For our crude example, we must allocate space for the directory, and space for the "Table of Contents", the data that says which blocks are being used.

We'll also say that the file system must start at block 16, so that the OS can use the first 16 blocks for, say, a "boot sector".

So, at block 16, we need to store 14 bytes (each file entry) * 1024 (number of files) = 12K. Divide that by 512 (block size) is 24 blocks. For our 10MB drive, it has 20,480 blocks. 20,480 / 8 (8 bits/byte) is 2,560 bytes / 512 = 5 blocks.

Of the 20,480 block available on the disk, the file system metadata is 29 blocks. Add in the 16 for the OS, that 45 blocks out of the 20,480, leaving 20,435 "free blocks".

Finally, each of the data blocks reserves the last 2 bytes to point to the next block in the file.

Now, to read a file, you look up the file name in the directory blocks. From there, you find the offset to the first data block for the file. You read that data block, grab the last two bytes. If those two byte are 00 00, then that's the end of the file. Otherwise, take that number, load that data block, and keep going until the entire file is read.

The file system code hides the details of the pointers at the end, and simply loads blocks in to memory, for use by the program. If the program does a read(buffer, 10000), you can see how this will translate in to reading several blocks of data from the disk until the buffer has been filled, or the end of file is reached.

To write a file, the system must first find a free space in the directory. Once it has that, it then finds a free block in the TOC bitmap. Finally, it takes the data, write the directory entry, sets its first block to the available block from the bitmap, toggles the bit on the bitmap, and then takes the data and writes it to the correct block. The system will buffer this information so that it ideally only has to write the blocks once, when they're full.

As it writes the blocks, it continues to consume bits from the TOC, and chains the blocks together as it goes.

Beyond that, a "file copy" is a simple process, from a system leverage the file system code and disk drivers.

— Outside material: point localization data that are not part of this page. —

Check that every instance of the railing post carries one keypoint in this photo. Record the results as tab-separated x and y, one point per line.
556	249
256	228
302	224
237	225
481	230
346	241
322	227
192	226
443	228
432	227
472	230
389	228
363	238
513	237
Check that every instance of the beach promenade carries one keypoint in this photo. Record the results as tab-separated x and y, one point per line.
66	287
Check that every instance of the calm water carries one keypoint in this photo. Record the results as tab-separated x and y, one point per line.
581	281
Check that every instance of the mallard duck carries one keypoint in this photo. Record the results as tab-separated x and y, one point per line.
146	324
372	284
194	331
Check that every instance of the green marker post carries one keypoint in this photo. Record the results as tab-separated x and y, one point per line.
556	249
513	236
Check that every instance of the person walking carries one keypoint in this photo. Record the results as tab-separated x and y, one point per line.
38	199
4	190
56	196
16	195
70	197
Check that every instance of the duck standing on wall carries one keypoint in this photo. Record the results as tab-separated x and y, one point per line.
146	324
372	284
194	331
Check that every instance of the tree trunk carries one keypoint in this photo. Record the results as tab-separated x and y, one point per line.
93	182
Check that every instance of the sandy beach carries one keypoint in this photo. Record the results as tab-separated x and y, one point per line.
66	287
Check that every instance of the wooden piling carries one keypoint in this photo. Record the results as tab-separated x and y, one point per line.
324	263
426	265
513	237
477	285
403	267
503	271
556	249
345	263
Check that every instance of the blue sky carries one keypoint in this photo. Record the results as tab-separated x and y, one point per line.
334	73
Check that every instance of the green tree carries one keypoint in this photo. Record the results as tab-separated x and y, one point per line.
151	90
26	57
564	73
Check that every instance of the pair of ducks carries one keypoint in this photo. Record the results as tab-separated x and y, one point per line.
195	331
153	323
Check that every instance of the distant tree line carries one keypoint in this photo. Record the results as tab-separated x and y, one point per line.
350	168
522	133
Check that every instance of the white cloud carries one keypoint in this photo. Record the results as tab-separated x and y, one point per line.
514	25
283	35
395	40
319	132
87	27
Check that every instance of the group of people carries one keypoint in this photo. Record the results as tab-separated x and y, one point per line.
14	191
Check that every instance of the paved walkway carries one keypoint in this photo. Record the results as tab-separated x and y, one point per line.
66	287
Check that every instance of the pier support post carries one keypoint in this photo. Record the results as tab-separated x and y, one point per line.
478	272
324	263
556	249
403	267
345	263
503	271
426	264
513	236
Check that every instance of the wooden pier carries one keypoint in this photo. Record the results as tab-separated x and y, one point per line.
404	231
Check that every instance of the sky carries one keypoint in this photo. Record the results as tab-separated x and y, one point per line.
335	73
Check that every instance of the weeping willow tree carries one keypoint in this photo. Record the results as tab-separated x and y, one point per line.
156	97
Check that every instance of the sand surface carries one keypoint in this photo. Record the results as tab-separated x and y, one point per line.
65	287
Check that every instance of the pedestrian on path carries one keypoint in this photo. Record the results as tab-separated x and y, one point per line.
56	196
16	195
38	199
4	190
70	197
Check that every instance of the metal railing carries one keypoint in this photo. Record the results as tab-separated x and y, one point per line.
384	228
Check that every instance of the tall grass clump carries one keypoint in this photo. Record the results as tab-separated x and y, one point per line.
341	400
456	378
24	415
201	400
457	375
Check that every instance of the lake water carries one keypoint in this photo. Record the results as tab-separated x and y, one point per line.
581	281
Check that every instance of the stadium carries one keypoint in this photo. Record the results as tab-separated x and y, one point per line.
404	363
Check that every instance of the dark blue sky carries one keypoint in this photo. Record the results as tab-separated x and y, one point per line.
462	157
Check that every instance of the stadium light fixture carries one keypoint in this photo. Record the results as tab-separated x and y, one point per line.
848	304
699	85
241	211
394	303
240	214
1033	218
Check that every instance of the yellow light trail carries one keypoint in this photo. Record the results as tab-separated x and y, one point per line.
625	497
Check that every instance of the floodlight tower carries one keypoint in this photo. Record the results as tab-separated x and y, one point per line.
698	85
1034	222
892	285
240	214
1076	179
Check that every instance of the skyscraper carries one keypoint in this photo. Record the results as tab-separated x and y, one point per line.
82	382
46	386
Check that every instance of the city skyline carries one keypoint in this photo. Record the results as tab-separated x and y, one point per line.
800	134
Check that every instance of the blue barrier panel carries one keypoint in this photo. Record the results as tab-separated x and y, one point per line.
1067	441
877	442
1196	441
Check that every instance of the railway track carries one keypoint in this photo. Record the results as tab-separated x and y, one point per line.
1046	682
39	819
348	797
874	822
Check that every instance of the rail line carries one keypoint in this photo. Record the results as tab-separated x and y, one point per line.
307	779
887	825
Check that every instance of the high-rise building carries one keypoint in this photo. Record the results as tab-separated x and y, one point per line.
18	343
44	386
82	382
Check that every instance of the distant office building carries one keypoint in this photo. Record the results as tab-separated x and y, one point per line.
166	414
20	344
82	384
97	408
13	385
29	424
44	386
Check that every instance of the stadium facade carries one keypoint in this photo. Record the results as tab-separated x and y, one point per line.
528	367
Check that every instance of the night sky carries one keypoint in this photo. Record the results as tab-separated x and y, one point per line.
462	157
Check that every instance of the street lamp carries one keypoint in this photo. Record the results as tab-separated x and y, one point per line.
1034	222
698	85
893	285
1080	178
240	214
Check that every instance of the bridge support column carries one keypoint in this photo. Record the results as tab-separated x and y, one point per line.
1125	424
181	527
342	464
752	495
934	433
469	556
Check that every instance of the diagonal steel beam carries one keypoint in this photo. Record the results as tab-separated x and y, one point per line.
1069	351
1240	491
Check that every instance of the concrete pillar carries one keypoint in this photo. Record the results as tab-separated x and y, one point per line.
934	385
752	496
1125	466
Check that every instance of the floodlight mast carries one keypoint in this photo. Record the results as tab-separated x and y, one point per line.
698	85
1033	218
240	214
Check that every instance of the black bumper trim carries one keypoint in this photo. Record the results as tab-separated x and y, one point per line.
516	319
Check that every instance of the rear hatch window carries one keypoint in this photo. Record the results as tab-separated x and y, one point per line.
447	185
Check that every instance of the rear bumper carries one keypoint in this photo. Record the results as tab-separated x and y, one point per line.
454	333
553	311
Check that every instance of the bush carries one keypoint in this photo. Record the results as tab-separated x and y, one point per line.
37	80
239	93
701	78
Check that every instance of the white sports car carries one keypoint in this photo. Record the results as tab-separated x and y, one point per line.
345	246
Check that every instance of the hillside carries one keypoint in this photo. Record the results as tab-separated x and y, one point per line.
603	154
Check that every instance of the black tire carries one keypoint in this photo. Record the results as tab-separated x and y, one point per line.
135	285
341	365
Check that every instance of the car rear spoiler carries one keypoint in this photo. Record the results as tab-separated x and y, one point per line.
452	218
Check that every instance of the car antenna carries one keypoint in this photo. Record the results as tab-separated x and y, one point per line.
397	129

The file copy simply reads a buffer in, fills it up, writes the buffer out.

The file system has to maintain all of the meta data, keep track of where you are reading from a file, or where you are writing. For example, if you read only 100 bytes from a file, obviously the system will need to read the entire 512 byte datablock, and then "know" it's on byte 101 for when you try to read another 100 bytes from the file.

Also, I hope it's obvious, this is a really, really crude file system layout, with lots of issues.

But the fundamentals are there, and all file systems work in some manner similar to this, but the details vary greatly (most modern file systems don't have hard limits any more, as a simple example).